Delivering High-Quality Apache Hadoop Releases
As enterprises increasingly adopt Apache Hadoop for critical data, the need for high-quality releases of Apache Hadoop becomes even more crucial. Storage systems in particular require robustness and data integrity since enterprises cannot tolerate data corruption or loss. Further, Apache Hadoop offers an execution engine for customer applications that comes with its own challenges. Apache Hadoop handles failures of disks, storage nodes, compute nodes, network and applications. The distributed nature, scale and rich feature set makes testing Apache Hadoop non-trivial.
Testing Apache Hadoop does not just involve writing a test plan based upon the design spec. Instead, it requires an understanding of the numerous use cases of an API rather than the actual specifications of that API. The intriguing part has always been in analyzing the impact that every feature, improvement and bug fix has on the various Hadoop subsystems and user applications. Additionally, one has to go beyond the unit tests, functional, scale and reliability tests and run tests against live data and live user applications to test the integration of Hadoop with the other products in the ecosystem.
Delivering a high quality Apache Hadoop release has been a focus for our team since their early days at Yahoo!, where Apache Hadoop has been used in production across thousands of nodes. Over the years we have developed elaborate test suites and procedures. Every stable Apache release of Hadoop from the early days to hadoop-20.2xx has gone through this rigorous test procedure.
This work now continues as part of the Yahoo! and Hortonworks partnership. The next generation of Hadoop (hadoop-0.23) has significant new features co-developed by the two companies. It will be hardened as an enterprise-quality product and rolled out across Yahoo! and other organizations around the globe.
Our rigorous process has resulted in a remarkable record of data integrity and robustness. Even the large commercial storage vendors will have a hard time matching the level of testing managed by Yahoo! and Hortonworks.
Can you trust your data to anything less?
Hortonworks QA Process for Apache Hadoop
This section of the post describes the stringent process followed to test and qualify Apache Hadoop releases.
The process consists of the following procedures:
- Nightly QA tests
- Release certification
- Deployment to sandbox, research and production clusters
1. Nightly QA Tests
At Hortonworks, we have a nightly automated deploy setup that deploys the latest Apache Hadoop 0.20.x and 0.23.x code base to two QA clusters. Once the deployment succeeds we run 1200+ automated tests that include the following:
Benchmarks and end-to-end tests
Benchmark tests help in tracking any performance degradations due to recent code check-ins. End-end tests ensures that the new code does not break the overall functioning of the existing framework. These tests are considered as acceptance tests before running an exhaustive set of functional tests.
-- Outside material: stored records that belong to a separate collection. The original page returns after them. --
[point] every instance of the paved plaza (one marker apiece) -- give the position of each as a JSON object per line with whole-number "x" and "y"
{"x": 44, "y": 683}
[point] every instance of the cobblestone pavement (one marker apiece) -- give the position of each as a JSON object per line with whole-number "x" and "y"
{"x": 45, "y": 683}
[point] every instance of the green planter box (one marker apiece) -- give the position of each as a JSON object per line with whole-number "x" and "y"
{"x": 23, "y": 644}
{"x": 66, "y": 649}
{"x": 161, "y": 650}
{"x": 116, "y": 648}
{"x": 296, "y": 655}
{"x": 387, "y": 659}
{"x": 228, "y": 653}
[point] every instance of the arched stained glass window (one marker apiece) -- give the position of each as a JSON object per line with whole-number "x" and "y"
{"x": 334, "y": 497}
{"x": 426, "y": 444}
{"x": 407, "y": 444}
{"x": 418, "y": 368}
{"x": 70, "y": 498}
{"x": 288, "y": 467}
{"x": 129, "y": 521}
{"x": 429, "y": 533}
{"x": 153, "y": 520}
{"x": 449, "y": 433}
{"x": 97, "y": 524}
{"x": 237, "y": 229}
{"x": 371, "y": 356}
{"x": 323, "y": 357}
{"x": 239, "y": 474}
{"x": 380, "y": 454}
This area of testing is the most challenging one due to the advanced, leading-edge feature set available in Apache Hadoop that has to be tested in a distributed environment. Below is a sample of the depth of functional testing needed before distributing a Apache Hadoop release:
- The entire breadth of the product is tested covering all the sub systems such as HDFS, MapReduce, streaming, distcp, archives and so forth.
- QA does a deep dive into individual sub system such as block replication, quotas, balancer etc. in HDFS and job scheduling, distributed cache, task controller etc. in MapReduce.
- Detailed testing of each of these components is completed, such as user limits, high RAM jobs, reservation and queue limits in capacity scheduler. In queue limits alone there are several number of use cases such as verification of limits on tasks per job, jobs per user, pending/running tasks per queue and per user, etc.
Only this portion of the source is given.